Brave is an open-source blockchain-powered browser that is focused on protecting user’s privacy. Developed by Mozilla co-founder Brendan Eich in 2015; it is designed to block website trackers and targeted advertisements. Moreover, since it isn’t taking the time to download advertising content from sites, Brave is faster than some of the world’s most popular browsers.
For those who are looking to learn more about this revolutionary new way to surf the web, we have 5 fun Brave browser facts for your reading pleasure.
5. Not Ad-Free
As was previously mentioned, Brave blocks advertising. However, the fact that it keeps certain ads from popping up doesn’t mean it’s ad-free.
Instead of the targeted advertisements that show up on many web browsers, Brave uses its own advertisements, which are aimed at an anonymous aggregate of their user base. Essentially, Brave does an ad swap, but still compensates the website being visited – within the browsers own monetary framework. Brave doesn’t allow their advertisers to identify or follow users. Furthermore, the folks behind it claim that they don’t store any user data either.
As founder Brendan Eich explains, Brave is a “user-first platform that reconnects people who choose to engage with creators and advertisers, to rebuild the trust that has been eroded by the surveillance-based ad-tech ecosystem.”
4. Fueled By Cryptocurrency
A digital currency known as the Basic Attention Token (BAT) is the foundation of this new browser’s economy.
BAT is an Ethereum-based decentralized exchange platform, which was also created by Brendan Eich, to work in conjunction with Brave.
The Basic Attention Token monetizes human attention as part of the browser’s pay to surf business model. This new token has several use cases.
For those who wish to advertise on Brave, BAT can be used to purchase ad space and user attention. Moreover, in this particular model, publishers receive their ad revenue in the form of BAT tokens. Lastly, users can also receive tokens for viewing ads.
Given that Basic Attention Tokens can be exchanged for other currencies (even fiat) – Brave is essentially paying folks to browse the internet.
To get an idea what this relatively new form of digital currency is worth, at press time, a single BAT is going for around 25 cents.
3. Has Over 4.6 Million Users
As of early October, Brave claimed to have roughly 4.6 million monthly users. Furthermore, the company expects to have more than 5 million people utilizing their browser by the end of the calendar year. This doesn’t include the 10 million downloads Brave received on Google Play – as was reported this past August.
Granted, these may not seem like a big number when compared browsers like Google Chrome – which claims to have over 1 billion users worldwide. However, with so many high-profile data leaks continuing to make headlines, the interest in privacy-centric products like Brave could continue to rise.

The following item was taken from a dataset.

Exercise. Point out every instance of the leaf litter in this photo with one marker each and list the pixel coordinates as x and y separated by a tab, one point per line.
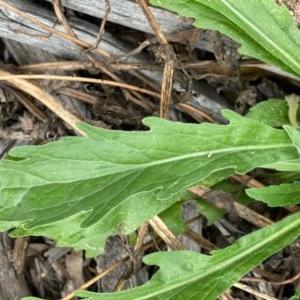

2. Users Can Save Money On Their Phone Bill
When it comes to cell phones these days, time is money. Besides being an invasion of privacy, website trackers can also cost smartphone users their hard-earned cash.
According to Brave’s website, “The average mobile browser user pays as much as $23 a month in data charges to download ads and trackers.” For readers who don’t have a calculator handy, that’s $276 over the course of a year.
Since most people don’t want to see ads anyway, being charged to do so is definitely a drag. Using Brave on one’s phone can save folks a little money by blocking trackers – which is a nice benefit.
1. Now Offers A Tipping Feature
Recently, Brave browser has begun to roll out their Basic Attention Token tipping feature. This feature offers users a chance to show their favorite content creators a little love.
At press time BAT tips can only be given to publishers. However, if all goes according to plan, those using Brave will soon be able to tip Reddit and Twitter users as well.
According to a report by CryptoGlobe, “On the BATProject subreddit, various users have been sharing who they sent their first tips to. Some sent their tokens to the Washington Post, while others decided to support Wikipedia.”